The present invention relates to a three-dimensional measuring apparatus having an optical probe built therein for measuring the three-dimensional shape of a curved face such as an aspherical lens or the like in a non-contacting manner with superhigh accuracy.
The simplest three-dimensional measuring apparatus incorporating an optical probe is equipped with a microscope as a probe. The microscope is moved to a position where an image is monitored most clearly, and the x, y, and z coordinates at the position are read. The measuring apparatus of this type has the drawbacks, for example, that an image is not clearly found at a point of an error in focal depth or at a smooth surface without a flaw such as a lens surface. Even a measuring apparatus with an auto-focusing function based on an optical trigonometrical measurement cannot measure an inclined surface.
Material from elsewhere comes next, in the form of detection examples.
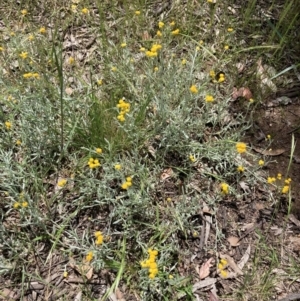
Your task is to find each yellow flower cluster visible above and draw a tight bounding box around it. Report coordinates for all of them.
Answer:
[117,98,130,122]
[146,44,162,57]
[23,72,40,79]
[190,85,198,94]
[158,21,165,29]
[121,177,132,190]
[14,201,28,209]
[115,164,122,170]
[94,231,103,246]
[218,258,228,279]
[267,177,276,184]
[237,165,245,172]
[205,95,214,102]
[221,183,229,194]
[189,155,196,162]
[171,28,179,36]
[57,179,67,187]
[5,121,11,130]
[141,249,158,279]
[281,178,292,194]
[19,51,28,60]
[235,142,247,154]
[218,73,225,83]
[88,158,100,169]
[85,251,94,262]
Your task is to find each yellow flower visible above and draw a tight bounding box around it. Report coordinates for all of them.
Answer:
[94,231,103,246]
[96,147,102,154]
[220,270,228,279]
[57,179,67,187]
[14,202,20,209]
[267,177,276,184]
[205,95,214,102]
[88,158,100,169]
[146,51,158,57]
[235,142,247,154]
[85,251,94,262]
[5,121,11,130]
[281,185,290,194]
[121,182,128,190]
[117,114,125,122]
[221,183,229,194]
[19,51,28,60]
[237,166,245,172]
[284,178,292,185]
[190,85,198,94]
[21,201,28,208]
[39,27,46,34]
[158,21,165,29]
[218,73,225,83]
[71,4,77,13]
[150,44,162,52]
[189,155,196,162]
[171,28,179,36]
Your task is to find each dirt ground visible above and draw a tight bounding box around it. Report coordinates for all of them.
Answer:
[250,95,300,219]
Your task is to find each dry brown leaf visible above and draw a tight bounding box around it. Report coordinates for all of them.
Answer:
[196,257,213,280]
[289,214,300,227]
[209,291,219,301]
[237,245,251,270]
[74,291,82,301]
[220,254,244,275]
[116,288,125,301]
[65,87,73,95]
[232,87,253,100]
[148,145,156,159]
[142,31,151,40]
[239,181,250,192]
[85,268,93,280]
[227,236,240,247]
[160,168,173,181]
[271,226,283,236]
[252,145,285,156]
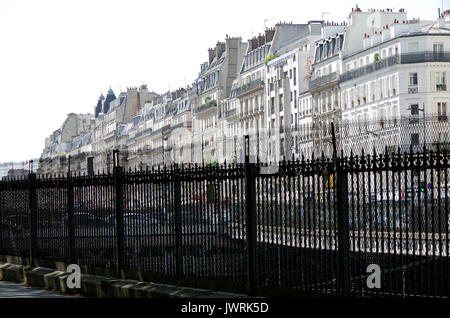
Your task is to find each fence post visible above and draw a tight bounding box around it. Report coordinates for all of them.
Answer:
[331,122,350,296]
[244,135,256,295]
[113,150,124,277]
[173,165,183,279]
[28,173,37,266]
[67,172,75,264]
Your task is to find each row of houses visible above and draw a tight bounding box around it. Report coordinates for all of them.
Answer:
[39,7,450,173]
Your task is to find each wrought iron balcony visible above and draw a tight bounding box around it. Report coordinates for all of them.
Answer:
[194,100,217,114]
[236,79,264,97]
[340,51,450,82]
[309,72,339,89]
[225,108,236,118]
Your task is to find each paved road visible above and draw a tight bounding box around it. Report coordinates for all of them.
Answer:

In a focus adjusting optical system disclosed in U.S. Pat. No. 2,897,722, the light is condensed at a surface to be measured and the reflecting light from the surface is divided into two by a beam splitter. The difference of the quantities of light passing through pin holes provided in front of and to the rear of (behind) the focal point is used as an error signal for focus adjustment. Accordingly, the prior system makes it possible to measure an inclined surface inclined in an optional direction. Nevertheless, errors occur with the prior art system, depending on the inclining direction of the surface.
That is, in the focus adjusting method of U.S. Pat. No. 2,897,722, since the direction of light passing through the beam splitter differs depending on the inclining direction of the surface to be measured, the separating or dividing ratio of light is changed according to the focus adjusting method disclosed in U.S. Pat. No. 2,897,722. This results in the focal point being different for different inclining directions of the surface to be measured, thus causing a measuring error.
Another prior art shape measuring apparatus, revealed in Japanese Laid-open Patent Publication No. 2-134506 by one of the inventors of the present invention, utilizes a focus controlling method which is capable of controlling an optical probe supported by a coil spring with considerably high accuracy, i.e., within approximately 0.01 .mu.m to the focus in about 20 mm range in the z-axis direction by means of a linear motor.
However, the following disadvantages are inherent in the structure of the shape measuring apparatus of Japanese Laid-open Patent Publication No. 2-134506, wherein a linear motor for driving the optical probe is arranged above an optical probe and a coil spring is arranged above the linear motor:
(1) It is desirable that the driving position of the linear motor is in the vicinity of the center of the z-axis movable section. Otherwise, during driving of the linear motor the torque for rotating the movable section worsens the moving perpendicularity in the z-axis direction. If the moving perpendicularity in the z-axis direction is poor, the measuring accuracy is deteriorated and the focus controlling efficiency is lowered. Although it is better to support the supporting spring at the center of gravity thereof, the prior art structure cannot realize this.
(2) It is difficult to extend the movable range in the z-axis direction of the optical probe so as to obtain a larger measuring area, because the space is too limited to provide a magnetic circuit of a length not smaller than the movable range of the linear motor.
Moreover, in the above shape measuring apparatus, the optical probe of the shape measuring apparatus is supported by the coil spring, and the tension of the coil spring is changed due to the expansion/contraction thereof in accordance with the movement of the optical probe, thus bringing about errors in focus servo. Moreover, if the movable range of the optical probe in the z-axis direction is increased, it causes the optical probe to become unable to track the focal point.